В течение XVII–XVIII веков учение о Третьем Риме развивается, питаясь рядом знаменательных событий. В 1613 году на царство всенародно избирается род Романовых, то есть «Римских», – в переводе коренного латинского значения слова на русский. Примечательно, что первым из этого рода фамилию «Романов» в честь своего деда стал носить Федор Никитич (ставший потом патриархом Филаретом), внук Романа Юрьевича Захарьина, отца Анастасии, жены царя Ивана Грозного. Несомненно, смена родовой фамилии должна была духовно-символически подкрепить справедливые притязания рода Захарьиных на царскую – римско-романскую – власть после пресечения правящего рода Рюриковичей в конце XVI века. И хотя сам Федор Никитич в ходе борьбы за престол был насильно пострижен в монахи, он впоследствии стал патриархом, способствовал избранию первого царя из рода Романовых – своего сына Михаила Федоровича, а затем был соправителем при нем.

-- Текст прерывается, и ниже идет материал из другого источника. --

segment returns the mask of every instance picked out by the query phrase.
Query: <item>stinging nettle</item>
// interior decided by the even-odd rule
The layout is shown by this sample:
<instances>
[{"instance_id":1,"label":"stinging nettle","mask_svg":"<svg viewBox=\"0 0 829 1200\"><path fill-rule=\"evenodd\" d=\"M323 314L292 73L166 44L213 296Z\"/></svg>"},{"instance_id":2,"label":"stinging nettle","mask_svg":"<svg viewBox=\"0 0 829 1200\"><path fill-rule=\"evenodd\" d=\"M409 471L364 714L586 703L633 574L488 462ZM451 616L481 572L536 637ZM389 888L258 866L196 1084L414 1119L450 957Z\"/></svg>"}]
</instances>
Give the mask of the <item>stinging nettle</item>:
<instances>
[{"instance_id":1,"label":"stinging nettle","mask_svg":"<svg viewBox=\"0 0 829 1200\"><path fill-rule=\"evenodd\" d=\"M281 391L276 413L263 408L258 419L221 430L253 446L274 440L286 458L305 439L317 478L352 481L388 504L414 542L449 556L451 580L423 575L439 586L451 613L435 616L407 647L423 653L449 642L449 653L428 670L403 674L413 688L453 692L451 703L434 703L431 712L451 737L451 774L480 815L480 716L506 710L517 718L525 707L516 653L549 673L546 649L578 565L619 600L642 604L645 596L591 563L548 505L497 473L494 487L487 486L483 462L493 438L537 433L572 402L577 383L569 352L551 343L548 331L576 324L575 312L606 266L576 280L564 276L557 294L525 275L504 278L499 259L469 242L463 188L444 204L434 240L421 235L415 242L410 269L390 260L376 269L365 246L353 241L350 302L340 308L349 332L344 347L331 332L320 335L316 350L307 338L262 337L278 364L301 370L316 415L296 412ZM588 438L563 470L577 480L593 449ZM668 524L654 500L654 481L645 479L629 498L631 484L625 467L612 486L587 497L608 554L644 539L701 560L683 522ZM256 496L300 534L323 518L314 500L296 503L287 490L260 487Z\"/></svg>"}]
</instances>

В мистическом восприятии предвестием избрания нового царствующего рода стало чудесное открытие мощей святого Антония Римлянина, который в XII веке таинственно прибыл в Новгород из самого Рима, будучи православным и спасаясь от притеснений католиков. Мощи открылись в царствование Федора Иоанновича, последнего царя из рода Рюриковичей, при котором было учреждено и патриаршество на Руси. С патриаршеством глава Русской Церкви стал равночестен, по древним православным правилам, папе Римскому[34].
Русский патриарх принял поставление от патриарха Константинопольского в 1589 году. Православные патриархи признали учение о Москве как Третьем Риме, они признали также особое покровительство Московского патриарха над «апостольским престолом Константина града», как сказано в соборном постановлении первосвятителей[35].
Петр Великий, основывая новую столицу России, сознательно повторил деяние Константина Великого, перенесшего столицу Римской империи; это резко подчеркивалось именем города: Санкт-Петербург – «град святого Петра» – первоверховного апостола, проповедовавшего в Первом Риме и получившего от Самого Христа именование «камень» (см.: Мф. 16: 18; греч. «петра» – «скала, утес, огромный камень»). В облике новой русской столицы изначально подчеркивалась его «каменность», «скальность», многообразно отраженная в художественной литературе.
В условиях сохранения и усиления российской государственности Петербург занимал двойственное положение: с одной стороны, он укреплял образ русского Третьего Рима, отнимая у Первого (латино-католического) глубинный символический устой – связь с именем апостола Петра (и Петр I вполне осуществил свой замысел, провозгласив в 1721 году Россию империей и себя императором); но, с другой стороны, в условиях многовекового навыка восприятия Москвы как Третьего и последнего Рима и в сочетании с частично противоправославным правлением Петра, учреждение новой столицы стало восприниматься в широких слоях населения как создание совершенно нового царства, которое могло быть началом царства антихриста, ведь только ослабление Третьего Рима, Москвы, должно открыть антихристу дорогу к власти.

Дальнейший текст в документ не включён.